国際会議に出席するため、韓国に出張してきました。今ホットな「持続可能な都市開発」というテーマで、海外からの代表団、そして、全国(韓国)から集まった人々と交流できて有意義な会だった。今回特に印象に残ったのは、視察で訪れた海に浮かぶ幻のプルドゥンだ。

プルドゥンは固有名詞ではなく一般名詞のようで、潮の干満によってできる砂州(砂丘)のことだそうだ。1日に2~3時間しか見ることができないそうで、仁川から特別にチャーター船を出していただき、約2時間で大伊作島の南に姿を現したプルドゥンに上陸。

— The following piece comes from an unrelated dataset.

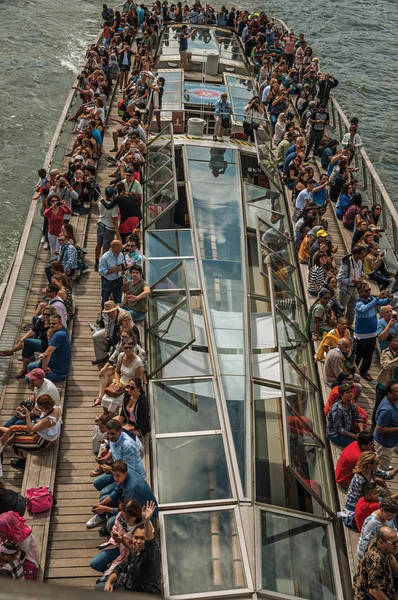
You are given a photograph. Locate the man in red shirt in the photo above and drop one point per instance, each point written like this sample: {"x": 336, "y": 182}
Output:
{"x": 350, "y": 455}
{"x": 368, "y": 503}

まさか海の底を歩くとは思わなかった。全長約4キロと韓国でも有数のものだそうだ。最近、韓国のTVで紹介されて、韓国内でも注目されているとのこと。

帰国後、プルドゥンのことを何人かの人に話したところ、このような現象は「全羅道にある珍島(チンド)の海割れが有名ですが、確か時期は2月か3月だったはず」と教えてもらった。実は、出張する前に、もしかして天童よしみの「珍島物語」の舞台ではないかと調べてみたが違っていた。それでも、全羅道(チョルラド)が全く無縁というわけではない。千の島があるという新安(シナン)から来た海洋学者たちと共にプルドゥンを見学することができたからだ。木浦とか地図の上だけでしか知らなかった全羅道の地名が身近なものとなった。その夜、同じく全羅道の光州から来ていた代表団の人々と大いに盛り上がった。

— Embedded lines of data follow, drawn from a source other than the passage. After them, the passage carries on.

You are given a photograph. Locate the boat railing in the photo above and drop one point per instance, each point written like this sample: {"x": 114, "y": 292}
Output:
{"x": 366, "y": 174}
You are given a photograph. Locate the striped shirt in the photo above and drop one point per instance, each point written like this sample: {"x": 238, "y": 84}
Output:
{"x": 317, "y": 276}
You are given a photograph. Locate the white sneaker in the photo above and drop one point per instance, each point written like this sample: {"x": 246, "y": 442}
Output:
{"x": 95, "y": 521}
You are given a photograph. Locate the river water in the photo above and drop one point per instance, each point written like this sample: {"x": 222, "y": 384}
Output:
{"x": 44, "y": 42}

それから、「珍島物語」だけではなく、「ひょっとして『シルミド』(実尾島)と関連あるかも」と出張前に、こっそり映画をチェックしたが、伊作島の方はもっと沖合だった。出張の予習が映画鑑賞と笑えるが、「シルミド」を観ていたおかげで、「いい映画だったね」と、会話が弾んだ。仁川のあたりは干満の差が大きく、干潮の時は島が陸続きになったりすることもあるそうだ。仁川空港のあたりは干潟が続く。

プルドゥンが海に姿を消す前に、大伊作島へ移動して、村長さんの民泊(ペンション)の中庭で、昼食をいただいた。済州島から来ていた代表団の方が、地引網に引っかかった魚を刺身にしてくれて、コチュジャンで食べたが美味しかった。「ワサビと両方つけて食べなさい」と言われたが、まずはコチュジャンで賞味することにした。このことも、帰国後、何人かの人に話したのだが、韓国ではコチュジャンで食べるのがディフォルトだそうだ。また、コチュジャンをお酢でのばして使うと聞いたが、そう言われれば、ゆるい液体状で食べやすかった。釜山あたりでは白身魚にワサビの組み合わせもポピュラーだそうで、「両方つけなさい」が何となく理解できた。刺身は、韓国語で膾(フェ)と言うそうだ。(情報ありがとう!)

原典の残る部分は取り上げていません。